Arthur J. Gallagher & Co. is headquartered in Rolling Meadows, Illinois.
AssuredPartners, Anchor Pardue Insurance
AssuredPartners Inc. has acquired Anchor Pardue Insurance Inc. of Mountain Brook, Alabama.
Anchor Pardue was AssuredPartners’ second acquisition in May and 18th acquisition in 2021.
The team will remain under the leadership of President Richard Pardue and CEO Lisa Worley.
AssuredPartners Regional President Jack Suber said the move is part of its strategic growth in the region.
Headquartered in Lake Mary, Florida, AssuredPartners is an insurance broker providing commercial insurance, risk management, employee benefits and personal lines through consulting and services.
It has more than 8,000 employees located in offices throughout North America, London, Belgium and Scotland.
Newfront, Aviation Marine Insurance
Newfront Insurance has acquired Aviation Marine Insurance Services in Sausalito, California.
AMIS is led by Scott Gault, who joins Newfront along with his team of aviation insurance experts.
AMIS is a specialist brokerage focused across general aviation from individual owners, managed fleets, charter companies, to aviation related business in 35 states.
Newfront is a tech-enabled brokerage based in San Francisco, Calif.
InterWest, Aegis
InterWest Insurance Services LLC has opened a new office in Reno, Nevada, and has acquired Aegis Insurance Markets in Truckee, California.

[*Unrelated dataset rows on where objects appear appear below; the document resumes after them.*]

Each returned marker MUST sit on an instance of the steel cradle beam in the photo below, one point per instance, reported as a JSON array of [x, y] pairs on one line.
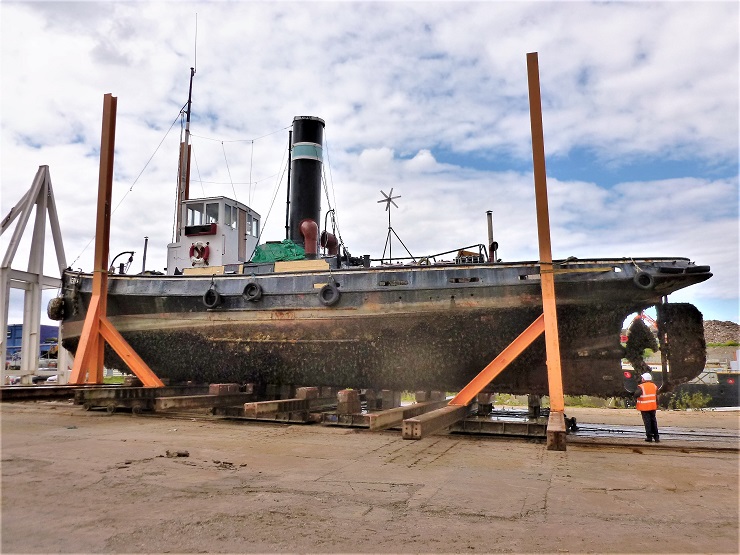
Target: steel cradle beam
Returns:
[[432, 422]]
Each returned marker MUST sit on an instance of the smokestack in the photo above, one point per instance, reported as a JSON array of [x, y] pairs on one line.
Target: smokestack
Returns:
[[305, 192]]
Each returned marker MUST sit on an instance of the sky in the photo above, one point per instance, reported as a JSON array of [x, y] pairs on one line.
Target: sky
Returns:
[[639, 100]]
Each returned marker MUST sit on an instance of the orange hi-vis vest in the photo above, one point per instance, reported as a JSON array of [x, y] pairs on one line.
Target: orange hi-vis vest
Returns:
[[649, 398]]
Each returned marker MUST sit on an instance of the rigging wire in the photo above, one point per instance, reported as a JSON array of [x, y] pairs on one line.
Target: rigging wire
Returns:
[[228, 170], [135, 181], [274, 196], [240, 140], [251, 158], [197, 169], [326, 191]]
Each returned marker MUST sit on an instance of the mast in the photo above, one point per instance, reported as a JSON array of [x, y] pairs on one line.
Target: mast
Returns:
[[287, 203], [183, 179]]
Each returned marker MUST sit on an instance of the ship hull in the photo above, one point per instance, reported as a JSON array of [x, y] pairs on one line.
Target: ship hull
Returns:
[[403, 328]]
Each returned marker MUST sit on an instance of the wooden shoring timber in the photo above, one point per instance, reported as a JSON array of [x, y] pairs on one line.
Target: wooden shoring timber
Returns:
[[498, 364], [97, 329], [556, 425]]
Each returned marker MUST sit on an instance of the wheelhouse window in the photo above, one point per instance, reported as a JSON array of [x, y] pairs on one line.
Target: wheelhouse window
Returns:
[[230, 216], [211, 213], [195, 214]]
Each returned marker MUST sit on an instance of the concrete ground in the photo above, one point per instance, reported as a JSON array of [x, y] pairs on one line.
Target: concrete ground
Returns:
[[87, 482]]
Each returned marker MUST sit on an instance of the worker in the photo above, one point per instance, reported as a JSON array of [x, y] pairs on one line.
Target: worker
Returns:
[[647, 403]]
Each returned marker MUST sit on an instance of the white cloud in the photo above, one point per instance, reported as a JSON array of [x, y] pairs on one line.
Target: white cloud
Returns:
[[411, 93]]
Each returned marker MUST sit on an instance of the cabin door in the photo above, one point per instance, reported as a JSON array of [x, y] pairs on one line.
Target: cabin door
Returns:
[[242, 232]]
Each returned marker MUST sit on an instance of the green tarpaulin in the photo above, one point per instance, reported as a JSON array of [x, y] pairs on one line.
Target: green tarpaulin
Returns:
[[278, 252]]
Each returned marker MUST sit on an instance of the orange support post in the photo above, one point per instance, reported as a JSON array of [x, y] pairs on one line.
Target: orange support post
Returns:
[[556, 424], [88, 365], [497, 365]]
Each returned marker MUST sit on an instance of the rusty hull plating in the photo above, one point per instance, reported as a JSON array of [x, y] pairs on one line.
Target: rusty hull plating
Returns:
[[399, 327]]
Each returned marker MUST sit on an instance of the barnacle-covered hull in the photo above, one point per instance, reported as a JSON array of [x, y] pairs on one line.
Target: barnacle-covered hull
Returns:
[[395, 327]]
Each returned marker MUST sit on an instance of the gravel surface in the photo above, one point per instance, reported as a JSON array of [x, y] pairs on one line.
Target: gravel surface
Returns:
[[86, 482]]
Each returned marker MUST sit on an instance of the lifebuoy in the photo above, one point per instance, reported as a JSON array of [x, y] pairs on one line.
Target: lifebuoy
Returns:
[[199, 253], [643, 280], [55, 310], [211, 298], [253, 291], [329, 294]]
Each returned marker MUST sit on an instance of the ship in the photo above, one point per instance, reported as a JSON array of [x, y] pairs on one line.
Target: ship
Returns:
[[303, 311]]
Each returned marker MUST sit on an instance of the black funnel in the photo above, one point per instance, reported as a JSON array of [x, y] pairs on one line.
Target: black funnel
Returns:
[[305, 187]]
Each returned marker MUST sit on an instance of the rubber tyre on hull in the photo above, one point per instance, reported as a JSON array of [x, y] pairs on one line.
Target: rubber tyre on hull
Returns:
[[329, 294]]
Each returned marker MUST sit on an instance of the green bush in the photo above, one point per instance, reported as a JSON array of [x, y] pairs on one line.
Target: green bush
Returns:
[[725, 344]]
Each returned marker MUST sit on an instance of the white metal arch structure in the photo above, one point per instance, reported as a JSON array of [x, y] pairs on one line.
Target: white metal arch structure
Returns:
[[32, 281]]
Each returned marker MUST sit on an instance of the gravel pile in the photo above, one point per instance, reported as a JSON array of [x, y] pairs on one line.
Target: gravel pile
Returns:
[[716, 331]]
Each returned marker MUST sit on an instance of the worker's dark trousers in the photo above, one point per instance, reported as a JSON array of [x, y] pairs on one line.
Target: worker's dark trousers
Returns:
[[651, 424]]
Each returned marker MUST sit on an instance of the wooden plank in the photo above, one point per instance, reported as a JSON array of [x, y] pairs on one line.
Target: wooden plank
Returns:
[[264, 408], [301, 266], [204, 271], [201, 401]]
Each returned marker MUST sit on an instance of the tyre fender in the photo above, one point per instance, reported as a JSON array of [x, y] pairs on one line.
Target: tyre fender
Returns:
[[253, 291], [211, 298], [643, 280], [329, 294]]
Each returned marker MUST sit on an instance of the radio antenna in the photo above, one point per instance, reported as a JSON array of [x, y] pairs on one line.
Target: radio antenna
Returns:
[[195, 56]]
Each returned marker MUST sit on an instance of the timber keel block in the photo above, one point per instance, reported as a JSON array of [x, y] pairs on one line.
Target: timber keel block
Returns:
[[430, 423], [556, 431]]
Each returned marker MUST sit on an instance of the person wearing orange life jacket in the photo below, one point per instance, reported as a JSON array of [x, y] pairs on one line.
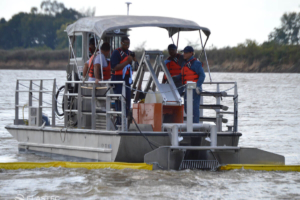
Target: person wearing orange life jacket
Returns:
[[121, 65], [192, 71], [174, 62], [93, 64]]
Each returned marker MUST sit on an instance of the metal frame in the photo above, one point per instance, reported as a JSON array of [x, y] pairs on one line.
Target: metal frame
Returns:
[[219, 114], [109, 98], [40, 99]]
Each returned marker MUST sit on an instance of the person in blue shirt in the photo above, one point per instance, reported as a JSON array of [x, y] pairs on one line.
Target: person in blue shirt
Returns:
[[121, 66], [192, 71]]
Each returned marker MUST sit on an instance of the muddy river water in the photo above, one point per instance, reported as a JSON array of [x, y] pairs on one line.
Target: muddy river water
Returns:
[[269, 118]]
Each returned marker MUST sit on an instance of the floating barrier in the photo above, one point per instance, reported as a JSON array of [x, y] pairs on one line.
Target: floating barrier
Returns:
[[295, 168], [87, 165]]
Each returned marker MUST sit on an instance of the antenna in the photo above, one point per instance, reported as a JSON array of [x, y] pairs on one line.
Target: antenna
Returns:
[[128, 4]]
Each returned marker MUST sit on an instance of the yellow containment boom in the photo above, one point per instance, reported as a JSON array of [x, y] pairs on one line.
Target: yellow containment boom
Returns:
[[87, 165], [295, 168]]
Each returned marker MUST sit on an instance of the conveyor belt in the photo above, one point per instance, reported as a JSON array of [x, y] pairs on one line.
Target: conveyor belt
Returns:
[[214, 94], [213, 106]]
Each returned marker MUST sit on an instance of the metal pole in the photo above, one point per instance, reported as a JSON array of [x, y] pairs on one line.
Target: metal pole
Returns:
[[79, 106], [235, 100], [189, 107], [53, 102], [17, 104], [174, 133], [39, 119], [178, 38], [218, 116], [128, 4], [70, 45], [93, 104], [205, 55], [66, 105], [201, 110], [213, 136]]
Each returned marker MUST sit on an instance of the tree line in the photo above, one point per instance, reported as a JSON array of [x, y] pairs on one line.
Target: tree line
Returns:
[[26, 34], [42, 28]]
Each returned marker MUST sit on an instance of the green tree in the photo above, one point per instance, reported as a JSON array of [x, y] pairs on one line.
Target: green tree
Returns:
[[289, 32], [62, 38], [37, 30]]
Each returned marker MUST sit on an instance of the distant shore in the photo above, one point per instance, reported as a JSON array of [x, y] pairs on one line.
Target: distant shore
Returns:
[[223, 60], [237, 66]]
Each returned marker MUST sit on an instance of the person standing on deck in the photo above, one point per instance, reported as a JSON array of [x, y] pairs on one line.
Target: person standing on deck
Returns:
[[174, 62], [93, 66], [121, 65], [192, 71]]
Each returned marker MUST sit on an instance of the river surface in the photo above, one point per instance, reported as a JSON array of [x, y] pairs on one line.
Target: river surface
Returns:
[[269, 119]]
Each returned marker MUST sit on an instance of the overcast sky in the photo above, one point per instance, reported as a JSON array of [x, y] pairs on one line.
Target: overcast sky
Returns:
[[231, 22]]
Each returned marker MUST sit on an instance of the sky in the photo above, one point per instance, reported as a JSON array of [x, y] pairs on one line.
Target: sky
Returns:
[[231, 22]]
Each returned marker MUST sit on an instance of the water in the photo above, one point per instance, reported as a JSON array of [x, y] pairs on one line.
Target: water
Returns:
[[269, 118]]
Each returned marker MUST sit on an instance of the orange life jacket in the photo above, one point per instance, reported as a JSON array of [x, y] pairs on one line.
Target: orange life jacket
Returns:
[[173, 66], [106, 70], [124, 58], [187, 74]]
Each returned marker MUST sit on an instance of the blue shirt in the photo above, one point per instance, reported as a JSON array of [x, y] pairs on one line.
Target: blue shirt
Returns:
[[115, 58], [197, 67], [180, 61]]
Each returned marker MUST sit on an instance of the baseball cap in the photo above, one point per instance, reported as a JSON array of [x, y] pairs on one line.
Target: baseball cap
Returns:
[[188, 49], [172, 46]]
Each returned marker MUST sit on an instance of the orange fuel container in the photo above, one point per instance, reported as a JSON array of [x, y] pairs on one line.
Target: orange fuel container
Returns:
[[156, 114]]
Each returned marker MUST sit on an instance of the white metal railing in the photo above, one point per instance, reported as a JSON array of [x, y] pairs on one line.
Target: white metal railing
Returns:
[[108, 97], [40, 92], [219, 114]]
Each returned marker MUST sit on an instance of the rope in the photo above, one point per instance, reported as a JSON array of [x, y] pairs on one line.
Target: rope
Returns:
[[154, 92], [173, 90], [220, 91]]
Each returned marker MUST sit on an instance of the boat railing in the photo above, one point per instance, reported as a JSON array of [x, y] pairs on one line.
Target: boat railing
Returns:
[[218, 107], [108, 97], [35, 111]]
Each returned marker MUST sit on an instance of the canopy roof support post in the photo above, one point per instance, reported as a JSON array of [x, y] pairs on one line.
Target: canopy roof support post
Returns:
[[172, 40], [203, 49], [98, 46], [178, 38], [71, 46]]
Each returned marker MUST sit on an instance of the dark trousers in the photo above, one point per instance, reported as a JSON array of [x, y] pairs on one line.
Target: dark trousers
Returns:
[[196, 106], [118, 90]]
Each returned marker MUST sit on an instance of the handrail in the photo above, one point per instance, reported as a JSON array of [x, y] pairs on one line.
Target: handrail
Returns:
[[79, 98], [219, 82], [40, 92]]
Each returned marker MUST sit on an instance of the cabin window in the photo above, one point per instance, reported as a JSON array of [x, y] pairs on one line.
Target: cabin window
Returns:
[[78, 46]]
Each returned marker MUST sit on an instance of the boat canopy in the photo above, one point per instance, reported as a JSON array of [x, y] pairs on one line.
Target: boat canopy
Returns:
[[102, 24]]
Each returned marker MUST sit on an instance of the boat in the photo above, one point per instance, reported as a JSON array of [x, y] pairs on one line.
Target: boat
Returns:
[[159, 132]]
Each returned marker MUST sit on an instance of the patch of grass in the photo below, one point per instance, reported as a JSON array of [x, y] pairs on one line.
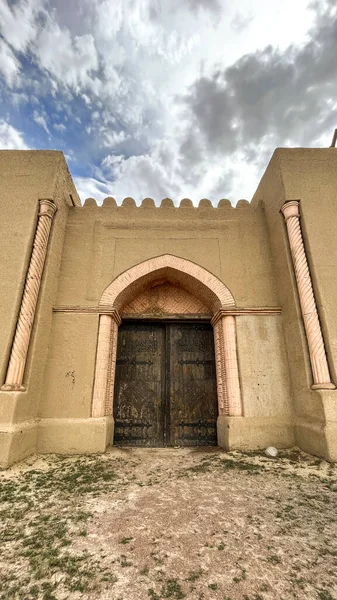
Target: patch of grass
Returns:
[[194, 575], [172, 589], [274, 559], [213, 586], [324, 595], [126, 540]]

Tony Commendatore, founder of AEGIS, will continue in his leadership role.
InterWest is an insurance brokerage providing commercial, employee benefits, surety and personal insurance solutions.
Hub, EnterMedicare
Hub International Ltd. has acquired the assets of EnterMedicare Inc. in Los Angeles, California.
Dennis Negron, founder and CEO of EnterMedicare, and the EnterMedicare team will join HUB’s national employee benefits practice.
Chicago, Illinois-based Hub is a global insurance broker providing risk management, insurance, employee benefits, retirement and wealth management products and services.